Chairman Darryl Merchant opened the public hearing to hear from 9 speakers. Two speakers were property owners in the immediate area of the subject property. Phil Caslavka owns a nearby residence on Virginia Avenue. He surfaced the concern that there is drug-dealing and usage activity in the immediate area. “In this block we already have a problem with drug-related issues”, he said.
Mr. Caslavka also cited instances of confrontations with violent individuals, even finding a knife under the window of his daughter’s room, finding drug paraphernalia and beer bottles in his yard. He concluded by saying, “We do have a current problem here, and I don’t think this would be something that would help that problem.”
Stephen Bieker, whose property adjoins the proposed lodging house, also addressed the commission, describing drug dealing in the bank parking lot next door, discarded needles in his yard, previous instances of violent behavior by residents in the former lodging house, to the extent that he put up a fence between the properties to protect his children.
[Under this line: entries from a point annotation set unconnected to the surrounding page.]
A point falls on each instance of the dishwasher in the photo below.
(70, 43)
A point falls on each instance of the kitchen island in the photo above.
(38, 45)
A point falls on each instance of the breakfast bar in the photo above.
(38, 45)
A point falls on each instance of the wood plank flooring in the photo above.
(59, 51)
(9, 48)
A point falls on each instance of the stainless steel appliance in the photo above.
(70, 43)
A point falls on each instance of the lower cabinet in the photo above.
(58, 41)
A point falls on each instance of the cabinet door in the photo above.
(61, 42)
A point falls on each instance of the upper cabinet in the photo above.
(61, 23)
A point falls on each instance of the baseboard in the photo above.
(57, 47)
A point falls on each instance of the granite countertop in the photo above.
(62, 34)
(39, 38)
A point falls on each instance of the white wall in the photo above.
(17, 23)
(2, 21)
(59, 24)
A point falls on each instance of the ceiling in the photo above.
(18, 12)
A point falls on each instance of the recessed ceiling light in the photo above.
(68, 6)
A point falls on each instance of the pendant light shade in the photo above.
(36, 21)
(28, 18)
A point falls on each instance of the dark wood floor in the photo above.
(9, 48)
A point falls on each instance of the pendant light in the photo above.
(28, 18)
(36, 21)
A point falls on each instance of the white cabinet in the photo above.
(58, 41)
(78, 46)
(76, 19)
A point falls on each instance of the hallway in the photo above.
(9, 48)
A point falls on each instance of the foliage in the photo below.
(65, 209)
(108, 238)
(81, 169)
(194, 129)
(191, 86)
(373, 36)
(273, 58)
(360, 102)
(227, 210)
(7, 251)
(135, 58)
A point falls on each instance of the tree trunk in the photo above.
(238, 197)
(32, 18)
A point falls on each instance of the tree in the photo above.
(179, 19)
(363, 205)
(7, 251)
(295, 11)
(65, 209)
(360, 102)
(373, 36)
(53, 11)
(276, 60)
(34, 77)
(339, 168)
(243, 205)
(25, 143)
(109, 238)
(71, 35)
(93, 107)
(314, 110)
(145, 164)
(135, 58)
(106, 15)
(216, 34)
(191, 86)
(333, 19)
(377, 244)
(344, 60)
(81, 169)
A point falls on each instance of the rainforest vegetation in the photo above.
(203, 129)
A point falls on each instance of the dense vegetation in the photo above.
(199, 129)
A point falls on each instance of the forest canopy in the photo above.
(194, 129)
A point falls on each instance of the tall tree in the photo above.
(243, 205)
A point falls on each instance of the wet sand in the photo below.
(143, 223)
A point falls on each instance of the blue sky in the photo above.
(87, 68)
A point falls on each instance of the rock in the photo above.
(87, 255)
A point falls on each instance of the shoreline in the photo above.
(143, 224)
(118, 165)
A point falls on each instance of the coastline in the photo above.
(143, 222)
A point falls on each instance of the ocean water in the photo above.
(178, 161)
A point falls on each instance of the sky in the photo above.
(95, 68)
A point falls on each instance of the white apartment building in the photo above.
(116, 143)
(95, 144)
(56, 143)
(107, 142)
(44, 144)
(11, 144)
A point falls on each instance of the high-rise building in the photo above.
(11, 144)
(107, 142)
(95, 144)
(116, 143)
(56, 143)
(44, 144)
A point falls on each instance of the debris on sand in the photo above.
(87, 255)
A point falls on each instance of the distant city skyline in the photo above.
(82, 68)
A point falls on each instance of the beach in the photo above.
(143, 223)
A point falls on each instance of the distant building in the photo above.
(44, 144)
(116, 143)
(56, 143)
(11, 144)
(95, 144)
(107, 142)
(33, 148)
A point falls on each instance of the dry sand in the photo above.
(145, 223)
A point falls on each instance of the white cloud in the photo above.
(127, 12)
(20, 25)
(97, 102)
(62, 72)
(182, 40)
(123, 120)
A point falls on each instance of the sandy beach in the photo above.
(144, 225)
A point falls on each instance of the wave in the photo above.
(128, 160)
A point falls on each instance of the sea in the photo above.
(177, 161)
He reminded the commission that the building was in a “Drug-free zone” and a zone. “I don’t believe it would be a good fit for our town.”
Seven more speakers spoke in favor of the facility, among them recovering addicts who had benefited from similar facilities. Brandon Butler spoke eloquently of the need for recovering addicts to have someplace safe to go when completing treatment – a place to find employment, stability, and acceptance. He spoke of his own experience in recovery and readjusting to a normal life. He also addressed the resident’s concerns about existing drug activity in the area. “I’ve been an addict for over 20 years of my life, and I know if you put a recovery house in a neighborhood, it kind of pushes away that element, if it’s there.”
It was observed that those in addiction treatment programs and recovery facilities are as a rule people who want to make the change in their lives to stay away from addictive behavior and not relapse into substance abuse that has already negatively impacted, not only their lives, but often the lives of family members around them.
Michael Hall, who will be the facility’s resident manager and Peer Recovery Specialist, also addressed the Commission to talk about his own experience with recovery and treatment.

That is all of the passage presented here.